A fourth-grader’s illustration of the moon bridge in the Japanese Garden, accompanied by a haiku poem, sent as a thank-you after a school visit and published in the October/November 1970 newsletter. The Huntington Library, Art Museum, and Botanical Gardens.
The Wordsworth exhibition not only highlighted The Huntington’s important literary holdings but underscored their continuing relevance to scholars and the general public. When asked what college students in 1970 thought of the poet and his work, Paul Zall, professor of English at California State University, Los Angeles, summarized his students’ responses: “Wordsworth’s is a poetry of protest, prophecy, and affirmation. Young people are tuned to his pioneering protests against pollution, war, hunger, population explosion, and urban sprawl. They share his yearning for some rural retreat away from it all where ‘the world is too much with us.’ His muted tones sing of community, of love, of peace and permanence. His poems evoke a quality of experience needed as never before.”
Wordsworth on Helvellyn by Benjamin Robert Heydon, 1842. (The original painting is in the National Portrait Gallery, London.) The bicentennial of Wordsworth’s birth was the focus of a major Library exhibition in the spring of 1970.
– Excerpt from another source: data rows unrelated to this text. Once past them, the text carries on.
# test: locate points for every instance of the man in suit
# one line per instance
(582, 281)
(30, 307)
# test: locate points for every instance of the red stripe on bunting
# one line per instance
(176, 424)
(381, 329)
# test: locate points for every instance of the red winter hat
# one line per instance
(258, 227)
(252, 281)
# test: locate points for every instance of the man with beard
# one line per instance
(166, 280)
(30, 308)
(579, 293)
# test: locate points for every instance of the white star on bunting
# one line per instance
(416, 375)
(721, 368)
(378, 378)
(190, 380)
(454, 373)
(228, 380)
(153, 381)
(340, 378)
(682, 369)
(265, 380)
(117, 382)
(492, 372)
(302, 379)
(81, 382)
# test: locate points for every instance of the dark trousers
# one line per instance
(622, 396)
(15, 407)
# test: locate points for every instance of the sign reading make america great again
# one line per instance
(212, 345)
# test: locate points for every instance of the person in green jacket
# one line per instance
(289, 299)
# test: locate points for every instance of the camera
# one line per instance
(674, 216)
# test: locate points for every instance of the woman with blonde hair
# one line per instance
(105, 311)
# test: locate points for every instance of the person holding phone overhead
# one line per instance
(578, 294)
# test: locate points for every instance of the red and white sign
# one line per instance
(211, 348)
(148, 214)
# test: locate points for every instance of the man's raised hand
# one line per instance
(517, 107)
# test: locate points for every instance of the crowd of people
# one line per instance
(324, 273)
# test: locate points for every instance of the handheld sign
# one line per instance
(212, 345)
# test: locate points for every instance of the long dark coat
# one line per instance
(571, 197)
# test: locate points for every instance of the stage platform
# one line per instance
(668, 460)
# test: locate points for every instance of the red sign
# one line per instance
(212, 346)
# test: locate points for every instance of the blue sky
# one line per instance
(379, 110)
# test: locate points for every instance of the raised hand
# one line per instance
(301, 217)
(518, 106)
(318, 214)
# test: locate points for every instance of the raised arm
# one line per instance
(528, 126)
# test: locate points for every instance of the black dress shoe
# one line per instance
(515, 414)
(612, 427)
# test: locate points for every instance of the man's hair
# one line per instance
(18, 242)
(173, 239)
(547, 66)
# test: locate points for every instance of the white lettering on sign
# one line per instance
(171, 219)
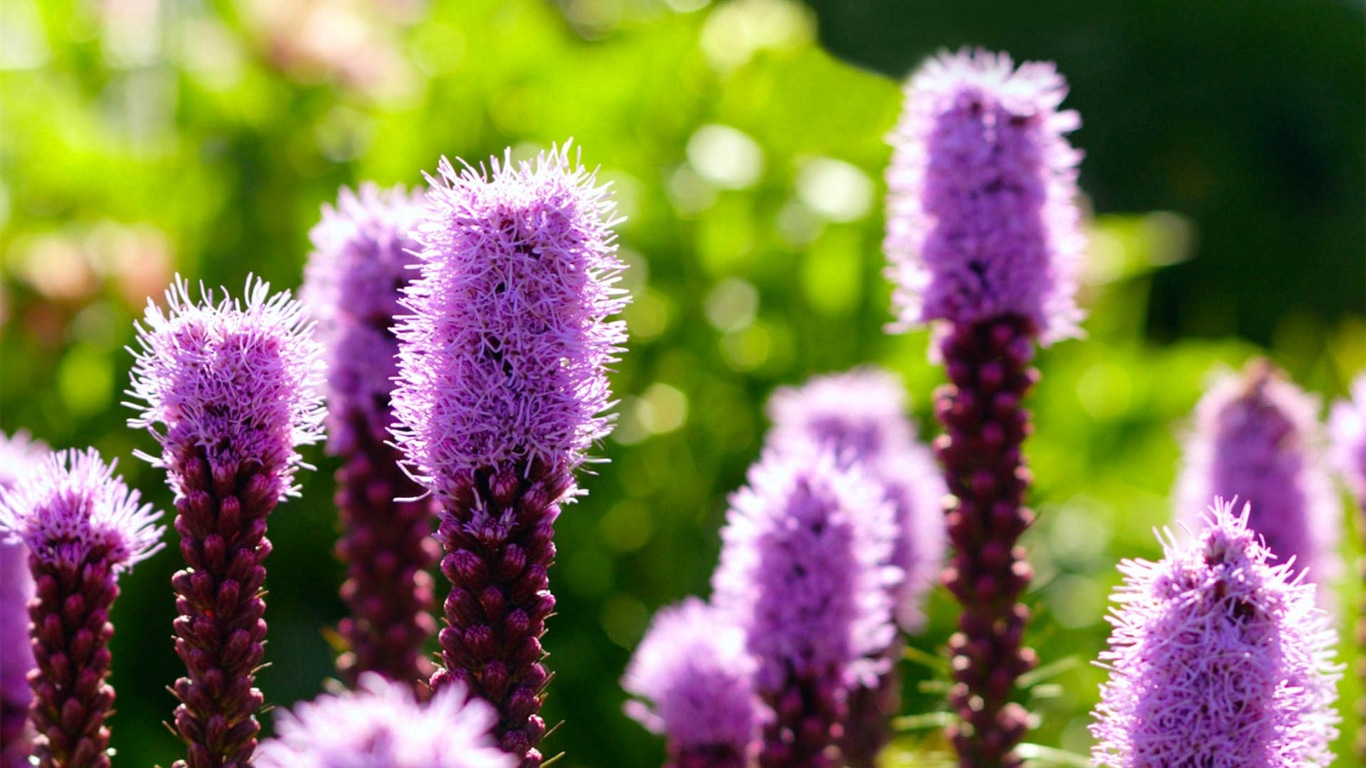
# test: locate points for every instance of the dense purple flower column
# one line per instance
(82, 528)
(383, 724)
(1347, 425)
(502, 383)
(861, 416)
(232, 387)
(362, 252)
(1217, 659)
(19, 457)
(803, 571)
(1257, 439)
(984, 241)
(693, 666)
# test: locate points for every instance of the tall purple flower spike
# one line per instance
(228, 390)
(694, 668)
(364, 256)
(383, 726)
(861, 414)
(82, 528)
(1347, 425)
(1217, 659)
(803, 571)
(19, 457)
(500, 392)
(984, 242)
(1257, 439)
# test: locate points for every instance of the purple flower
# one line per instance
(500, 392)
(981, 196)
(861, 414)
(1257, 439)
(82, 528)
(383, 726)
(235, 381)
(364, 254)
(1217, 659)
(504, 355)
(803, 571)
(693, 666)
(361, 261)
(1348, 432)
(19, 457)
(234, 390)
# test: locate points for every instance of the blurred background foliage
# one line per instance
(1224, 168)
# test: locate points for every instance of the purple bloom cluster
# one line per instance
(500, 392)
(504, 355)
(1217, 659)
(19, 457)
(981, 196)
(232, 381)
(234, 387)
(803, 571)
(694, 667)
(364, 257)
(1257, 439)
(383, 726)
(82, 528)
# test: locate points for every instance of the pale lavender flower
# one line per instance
(383, 726)
(981, 217)
(82, 528)
(364, 256)
(18, 458)
(1256, 437)
(861, 416)
(1217, 659)
(803, 571)
(694, 670)
(500, 392)
(234, 390)
(1348, 439)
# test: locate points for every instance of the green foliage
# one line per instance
(204, 137)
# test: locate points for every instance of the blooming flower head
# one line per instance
(362, 257)
(981, 196)
(695, 671)
(1348, 429)
(1217, 660)
(74, 507)
(504, 354)
(237, 380)
(861, 416)
(381, 726)
(803, 570)
(1257, 437)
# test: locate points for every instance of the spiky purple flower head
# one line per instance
(19, 457)
(1257, 436)
(1217, 659)
(981, 217)
(694, 668)
(803, 571)
(504, 355)
(383, 726)
(364, 256)
(82, 528)
(861, 416)
(1348, 439)
(237, 380)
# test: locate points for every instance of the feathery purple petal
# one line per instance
(383, 726)
(1217, 659)
(504, 354)
(981, 219)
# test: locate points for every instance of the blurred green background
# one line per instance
(1224, 164)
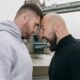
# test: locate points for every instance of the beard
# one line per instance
(53, 43)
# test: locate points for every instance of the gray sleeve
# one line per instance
(5, 61)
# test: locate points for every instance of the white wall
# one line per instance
(8, 8)
(73, 23)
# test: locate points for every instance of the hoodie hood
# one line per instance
(10, 27)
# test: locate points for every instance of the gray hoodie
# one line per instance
(15, 61)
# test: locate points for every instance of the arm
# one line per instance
(5, 61)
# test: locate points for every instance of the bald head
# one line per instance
(56, 24)
(54, 19)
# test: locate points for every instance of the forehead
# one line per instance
(37, 20)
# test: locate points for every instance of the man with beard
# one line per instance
(15, 61)
(65, 64)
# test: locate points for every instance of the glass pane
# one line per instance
(73, 23)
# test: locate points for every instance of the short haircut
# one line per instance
(31, 7)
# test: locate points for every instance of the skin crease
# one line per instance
(53, 29)
(27, 23)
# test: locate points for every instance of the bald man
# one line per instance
(65, 64)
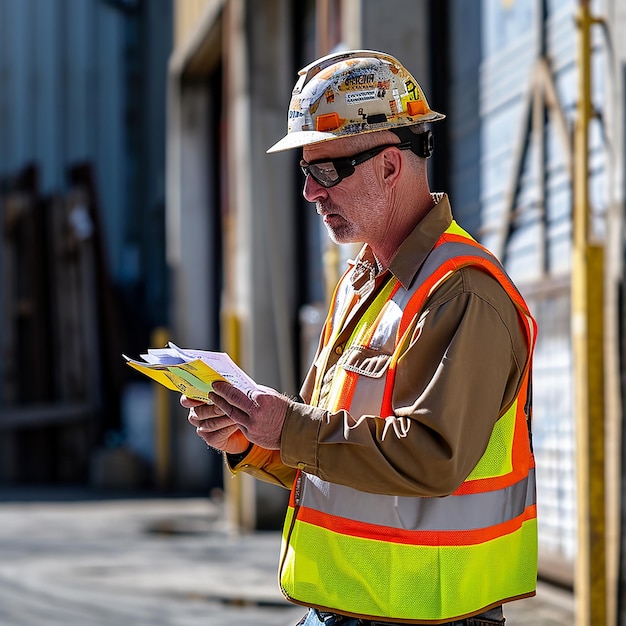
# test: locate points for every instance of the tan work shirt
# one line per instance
(458, 375)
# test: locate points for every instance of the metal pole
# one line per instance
(587, 341)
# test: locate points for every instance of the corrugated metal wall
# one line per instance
(533, 233)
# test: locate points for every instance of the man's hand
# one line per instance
(214, 428)
(260, 415)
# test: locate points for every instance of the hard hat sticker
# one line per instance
(357, 97)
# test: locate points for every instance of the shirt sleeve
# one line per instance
(461, 370)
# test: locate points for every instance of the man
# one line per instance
(409, 457)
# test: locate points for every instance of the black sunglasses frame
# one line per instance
(344, 166)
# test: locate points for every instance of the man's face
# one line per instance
(355, 210)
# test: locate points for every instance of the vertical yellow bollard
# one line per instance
(587, 342)
(160, 337)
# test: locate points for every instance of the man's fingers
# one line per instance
(234, 396)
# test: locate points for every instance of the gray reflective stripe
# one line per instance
(466, 512)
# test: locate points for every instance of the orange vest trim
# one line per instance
(366, 530)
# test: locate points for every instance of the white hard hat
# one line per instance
(349, 93)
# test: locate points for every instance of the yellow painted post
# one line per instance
(160, 337)
(587, 341)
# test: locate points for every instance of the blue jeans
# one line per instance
(317, 618)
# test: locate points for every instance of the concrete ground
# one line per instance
(73, 559)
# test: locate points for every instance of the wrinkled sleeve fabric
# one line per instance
(459, 373)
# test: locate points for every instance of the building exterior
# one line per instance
(507, 74)
(82, 203)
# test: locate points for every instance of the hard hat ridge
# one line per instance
(350, 93)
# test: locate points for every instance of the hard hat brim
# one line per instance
(302, 138)
(299, 139)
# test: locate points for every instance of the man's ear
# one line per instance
(392, 166)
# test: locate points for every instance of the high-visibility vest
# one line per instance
(415, 559)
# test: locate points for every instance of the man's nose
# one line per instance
(312, 190)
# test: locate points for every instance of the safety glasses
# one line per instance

For many scholars, The Huntington itself was a retreat in 1970 from a “world too much with us.” The October/November issue of the Calendar included an essay that recounted how university professors, arriving at the Library to conduct research, were often still reeling from the chaos on their own campuses. One scholar wrote of his time at The Huntington: “What a wonderful way of refreshing the mind and mending the soul after the long months of turmoil.”
The world has changed since 1970, but some things remain the same—even after 50 years.
Lisa Blackburn is senior editor and special projects manager in the Office of Communications and Marketing at The Huntington. She has been the editor of Calendar since 2001.